- Paril
- Coordinates: 41°26′N 23°41′E﻿ / ﻿41.433°N 23.683°E
- Country: Bulgaria
- Province: Blagoevgrad Province
- Municipality: Hadzhidimovo Municipality

Government
- • Suffragan Mayor: Georgi Nedelin

Area
- • Total: 14.948 km^{2} (5.771 sq mi)
- Elevation: 915 m (3,002 ft)

Population (2019)
- • Total: 10
- Time zone: UTC+2 (EET)
- • Summer (DST): UTC+3 (EEST)

= Paril =

Paril (Парил) is a village in Hadzhidimovo Municipality, in Blagoevgrad Province, Bulgaria.

==Geography==

The village of Paril is located in a mountainous region in the historical-geographical region of Marvashko. It is located at the foot of Tsari Vrah in Slavyanka Mountain (Alibotush) and the southern slopes of Pirin Mountain. The Paril saddle divides these two mountains. The village is a starting point for "Slavyanka" hut and for hiking on the mountain of the same name with its natural resources and caves.

==History==

Paril is a village with a rich historical past. Archaeological remains from different historical epochs have been found in the village. Fortress walls of a Roman settlement and a water supply system have been discovered near the Paril Tower. Even today, old coins are found in the fields, evidence of intensive settlement life.

In the 19th century the village was a small purely Bulgarian settlement, belonging to the Nevrokop kaza of the Serres sanjak. The church "St. St. Constantine and Helena" was built in the early nineteenth century. In the Ethnography of the Provinces of Adrianople, Monastir and Thessaloniki, published in Constantinople in 1878 and reflecting the statistics of the male population from 1873, Paril is listed as a village with 35 households and 130 Bulgarian inhabitants. In 1889, Stefan Verkovic ("Topographic and Ethnographic Essay of Macedonia") noted Paril as a homestead with 45 Bulgarian houses.

In 1891 Georgi Strezov wrote about the village:

"Paril Chiflik, on the south of Gaitaninovo. A few years ago it was a homestead; the peasants bought their land. Agriculture comes first;... It lies in a valley at the foot of Ali Botush. A church where Greek is read. Between Gaitaninovo and Paril Chiflik you can see the ruins of a castle, which are still called "The Tower". Below are Gradishta. The number of houses amounts to 50; Bulgarian. “
According to the statistical research of Vasil Kanchov ("Macedonia. Ethnography and Statistics"), by 1900 the population of the village numbered a total of 300 people, all Bulgarian Christians.".

According to the Secretary of the Bulgarian Exarchate Dimitar Mishev ("La Macedoine et sa Population Chrétienne") in 1905 in Paril (Poril) live 432 Bulgarians. There is a Bulgarian primary school in the village with 1 teacher and 12 students.

At the outbreak of the Balkan War in 1912, six people from the village were volunteers in the Macedonian-Edirne militia.

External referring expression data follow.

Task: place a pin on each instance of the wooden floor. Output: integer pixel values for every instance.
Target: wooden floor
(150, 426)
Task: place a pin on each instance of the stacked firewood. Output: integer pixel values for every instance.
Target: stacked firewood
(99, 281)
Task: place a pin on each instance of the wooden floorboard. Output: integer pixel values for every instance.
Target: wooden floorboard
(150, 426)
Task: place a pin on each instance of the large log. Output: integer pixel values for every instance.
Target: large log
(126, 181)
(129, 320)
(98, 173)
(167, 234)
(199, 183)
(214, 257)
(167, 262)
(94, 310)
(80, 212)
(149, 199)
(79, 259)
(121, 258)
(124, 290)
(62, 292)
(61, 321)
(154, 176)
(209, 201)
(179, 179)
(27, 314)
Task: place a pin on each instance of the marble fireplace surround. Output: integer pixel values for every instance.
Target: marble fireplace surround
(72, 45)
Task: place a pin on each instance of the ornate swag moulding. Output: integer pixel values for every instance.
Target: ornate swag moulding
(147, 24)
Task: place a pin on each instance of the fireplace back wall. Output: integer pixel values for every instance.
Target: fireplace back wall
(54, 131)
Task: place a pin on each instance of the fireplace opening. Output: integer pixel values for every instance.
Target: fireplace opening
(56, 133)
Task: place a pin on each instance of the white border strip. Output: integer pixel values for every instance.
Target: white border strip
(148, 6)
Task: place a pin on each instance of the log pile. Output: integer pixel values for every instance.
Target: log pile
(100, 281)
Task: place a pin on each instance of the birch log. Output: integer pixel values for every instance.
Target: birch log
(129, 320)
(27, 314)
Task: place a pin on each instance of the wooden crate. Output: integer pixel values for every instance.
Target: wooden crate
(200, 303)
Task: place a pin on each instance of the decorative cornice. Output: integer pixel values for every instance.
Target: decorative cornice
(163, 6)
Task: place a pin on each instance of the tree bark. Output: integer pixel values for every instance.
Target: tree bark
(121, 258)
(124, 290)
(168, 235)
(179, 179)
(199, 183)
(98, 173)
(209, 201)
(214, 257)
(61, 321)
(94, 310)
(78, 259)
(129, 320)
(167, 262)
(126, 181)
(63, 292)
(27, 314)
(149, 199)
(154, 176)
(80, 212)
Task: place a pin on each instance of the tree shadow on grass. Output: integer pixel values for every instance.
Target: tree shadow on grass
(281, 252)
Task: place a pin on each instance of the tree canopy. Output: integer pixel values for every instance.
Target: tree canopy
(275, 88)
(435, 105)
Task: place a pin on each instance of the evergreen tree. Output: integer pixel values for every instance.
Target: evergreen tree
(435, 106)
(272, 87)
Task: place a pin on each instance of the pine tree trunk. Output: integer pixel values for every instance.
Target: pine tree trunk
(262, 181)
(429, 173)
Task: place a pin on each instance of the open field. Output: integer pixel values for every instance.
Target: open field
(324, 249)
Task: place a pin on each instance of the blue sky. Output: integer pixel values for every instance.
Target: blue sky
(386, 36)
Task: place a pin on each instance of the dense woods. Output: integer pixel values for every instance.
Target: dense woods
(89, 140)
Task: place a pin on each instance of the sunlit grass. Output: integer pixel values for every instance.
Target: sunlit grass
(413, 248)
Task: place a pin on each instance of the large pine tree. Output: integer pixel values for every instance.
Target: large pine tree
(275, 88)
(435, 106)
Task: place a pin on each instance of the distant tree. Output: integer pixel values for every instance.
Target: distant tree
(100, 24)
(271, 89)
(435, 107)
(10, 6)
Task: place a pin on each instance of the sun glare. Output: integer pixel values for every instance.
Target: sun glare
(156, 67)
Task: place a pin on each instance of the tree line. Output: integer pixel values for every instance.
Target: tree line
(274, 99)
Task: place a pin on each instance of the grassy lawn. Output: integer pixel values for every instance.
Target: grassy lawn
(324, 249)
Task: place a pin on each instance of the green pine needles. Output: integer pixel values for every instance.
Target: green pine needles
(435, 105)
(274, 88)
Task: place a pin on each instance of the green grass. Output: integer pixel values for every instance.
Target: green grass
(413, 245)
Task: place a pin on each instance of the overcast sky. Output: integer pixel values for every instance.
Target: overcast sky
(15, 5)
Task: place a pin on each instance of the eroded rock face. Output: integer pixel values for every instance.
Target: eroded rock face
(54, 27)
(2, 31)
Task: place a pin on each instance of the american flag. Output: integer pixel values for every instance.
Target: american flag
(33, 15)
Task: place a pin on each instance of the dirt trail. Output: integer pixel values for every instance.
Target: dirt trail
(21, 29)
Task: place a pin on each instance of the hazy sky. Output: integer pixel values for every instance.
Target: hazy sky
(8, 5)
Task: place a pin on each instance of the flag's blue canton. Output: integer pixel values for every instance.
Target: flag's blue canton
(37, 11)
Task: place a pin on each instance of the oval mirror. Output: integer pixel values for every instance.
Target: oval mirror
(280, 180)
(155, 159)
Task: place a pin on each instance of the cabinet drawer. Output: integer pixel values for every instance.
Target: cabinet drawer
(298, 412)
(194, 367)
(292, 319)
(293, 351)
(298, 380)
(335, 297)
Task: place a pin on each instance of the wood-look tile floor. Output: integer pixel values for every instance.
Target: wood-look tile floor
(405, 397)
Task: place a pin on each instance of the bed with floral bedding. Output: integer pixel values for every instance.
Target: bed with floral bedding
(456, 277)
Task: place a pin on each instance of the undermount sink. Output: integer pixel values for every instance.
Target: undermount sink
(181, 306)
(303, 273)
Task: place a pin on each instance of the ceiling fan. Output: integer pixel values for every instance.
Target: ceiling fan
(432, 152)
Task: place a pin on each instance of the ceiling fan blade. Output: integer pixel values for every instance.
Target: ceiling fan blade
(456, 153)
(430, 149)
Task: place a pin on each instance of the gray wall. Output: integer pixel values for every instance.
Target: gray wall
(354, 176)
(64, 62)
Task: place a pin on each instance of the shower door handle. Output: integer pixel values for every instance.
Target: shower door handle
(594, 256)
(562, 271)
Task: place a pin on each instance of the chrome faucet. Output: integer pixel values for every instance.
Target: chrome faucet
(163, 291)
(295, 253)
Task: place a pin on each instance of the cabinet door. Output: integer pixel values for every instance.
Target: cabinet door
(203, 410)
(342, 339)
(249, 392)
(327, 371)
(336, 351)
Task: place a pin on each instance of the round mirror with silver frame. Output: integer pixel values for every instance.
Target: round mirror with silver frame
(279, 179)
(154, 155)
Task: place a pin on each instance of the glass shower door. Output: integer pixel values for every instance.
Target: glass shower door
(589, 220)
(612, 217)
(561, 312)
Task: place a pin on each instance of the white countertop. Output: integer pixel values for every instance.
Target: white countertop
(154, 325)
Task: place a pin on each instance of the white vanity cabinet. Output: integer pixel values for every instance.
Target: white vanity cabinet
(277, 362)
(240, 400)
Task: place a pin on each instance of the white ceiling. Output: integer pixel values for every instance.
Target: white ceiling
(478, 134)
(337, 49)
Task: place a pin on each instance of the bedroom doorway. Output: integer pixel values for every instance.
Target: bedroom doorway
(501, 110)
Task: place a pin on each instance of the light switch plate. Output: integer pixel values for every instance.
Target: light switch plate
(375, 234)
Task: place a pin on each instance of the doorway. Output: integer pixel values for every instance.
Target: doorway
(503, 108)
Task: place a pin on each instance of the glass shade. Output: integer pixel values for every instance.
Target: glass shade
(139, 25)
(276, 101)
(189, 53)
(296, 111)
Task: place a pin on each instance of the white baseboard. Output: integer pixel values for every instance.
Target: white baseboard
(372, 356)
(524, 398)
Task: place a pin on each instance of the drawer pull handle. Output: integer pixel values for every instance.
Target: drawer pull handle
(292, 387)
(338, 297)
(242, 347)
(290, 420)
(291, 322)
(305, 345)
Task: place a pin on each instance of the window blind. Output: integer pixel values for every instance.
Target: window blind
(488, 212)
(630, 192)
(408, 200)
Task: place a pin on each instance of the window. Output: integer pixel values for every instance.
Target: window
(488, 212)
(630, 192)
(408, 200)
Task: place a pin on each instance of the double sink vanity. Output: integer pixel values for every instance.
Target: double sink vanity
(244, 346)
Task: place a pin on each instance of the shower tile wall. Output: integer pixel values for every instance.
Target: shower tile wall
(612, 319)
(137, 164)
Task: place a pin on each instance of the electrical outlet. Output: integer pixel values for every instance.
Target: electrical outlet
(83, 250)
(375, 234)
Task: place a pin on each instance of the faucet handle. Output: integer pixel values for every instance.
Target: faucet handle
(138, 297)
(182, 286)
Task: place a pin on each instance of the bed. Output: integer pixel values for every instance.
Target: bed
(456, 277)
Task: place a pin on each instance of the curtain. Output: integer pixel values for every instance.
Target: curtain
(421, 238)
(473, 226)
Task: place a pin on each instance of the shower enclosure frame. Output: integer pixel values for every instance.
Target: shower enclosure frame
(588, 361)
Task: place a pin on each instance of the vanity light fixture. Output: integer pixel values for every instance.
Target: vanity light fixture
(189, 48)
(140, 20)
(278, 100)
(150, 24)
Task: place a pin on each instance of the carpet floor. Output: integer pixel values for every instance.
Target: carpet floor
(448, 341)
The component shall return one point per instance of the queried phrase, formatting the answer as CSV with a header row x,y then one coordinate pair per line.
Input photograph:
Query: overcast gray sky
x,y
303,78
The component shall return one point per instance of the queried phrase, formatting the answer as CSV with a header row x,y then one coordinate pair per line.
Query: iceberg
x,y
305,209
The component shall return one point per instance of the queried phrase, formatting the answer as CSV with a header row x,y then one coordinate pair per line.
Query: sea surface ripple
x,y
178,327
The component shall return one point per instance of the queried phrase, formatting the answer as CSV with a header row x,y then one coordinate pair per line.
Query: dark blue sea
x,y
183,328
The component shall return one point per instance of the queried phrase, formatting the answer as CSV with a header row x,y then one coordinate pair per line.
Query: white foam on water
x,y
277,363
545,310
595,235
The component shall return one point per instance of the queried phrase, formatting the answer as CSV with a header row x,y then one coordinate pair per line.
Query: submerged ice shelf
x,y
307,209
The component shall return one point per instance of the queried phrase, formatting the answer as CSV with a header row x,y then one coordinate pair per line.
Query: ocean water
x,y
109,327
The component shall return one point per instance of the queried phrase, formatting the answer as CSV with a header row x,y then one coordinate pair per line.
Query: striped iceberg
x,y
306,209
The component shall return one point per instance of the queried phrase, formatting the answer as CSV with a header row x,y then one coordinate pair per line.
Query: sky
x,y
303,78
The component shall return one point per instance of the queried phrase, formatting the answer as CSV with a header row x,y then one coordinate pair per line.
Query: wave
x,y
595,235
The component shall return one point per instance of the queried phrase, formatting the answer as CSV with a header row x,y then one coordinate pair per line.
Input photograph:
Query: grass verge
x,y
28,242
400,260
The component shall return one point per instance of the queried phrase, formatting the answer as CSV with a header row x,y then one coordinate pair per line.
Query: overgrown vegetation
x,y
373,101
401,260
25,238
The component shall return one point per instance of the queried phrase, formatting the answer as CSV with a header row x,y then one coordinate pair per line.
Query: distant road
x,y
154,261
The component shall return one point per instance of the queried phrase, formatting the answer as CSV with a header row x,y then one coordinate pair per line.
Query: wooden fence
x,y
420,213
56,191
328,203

==Economy and transportation==

There are no economical subjects in the village. Only one guesthouse is accepting tourists during the whole year. The village is accessible during the whole year by asphalted road, connecting the municipal centre Hadzhidimovo with the village of Katuntsi and Petrich. The road is mountainous and difficult in winter conditions.

==Institutions==

There are not any administrative institutions in Paril. The elementary school "St. Clement of Ohrid", founded in 1933 year is closed, because there are no students in the village.

==Religion==

The people in the village are predominantly Orthodox Christian. The first church in Paril was built during Ottoman rule. It has not survived to the present day. The St. Constantine and Helene church was consecrated in 1936.

==Honours==
Paril Saddle in Antarctica is named after the village.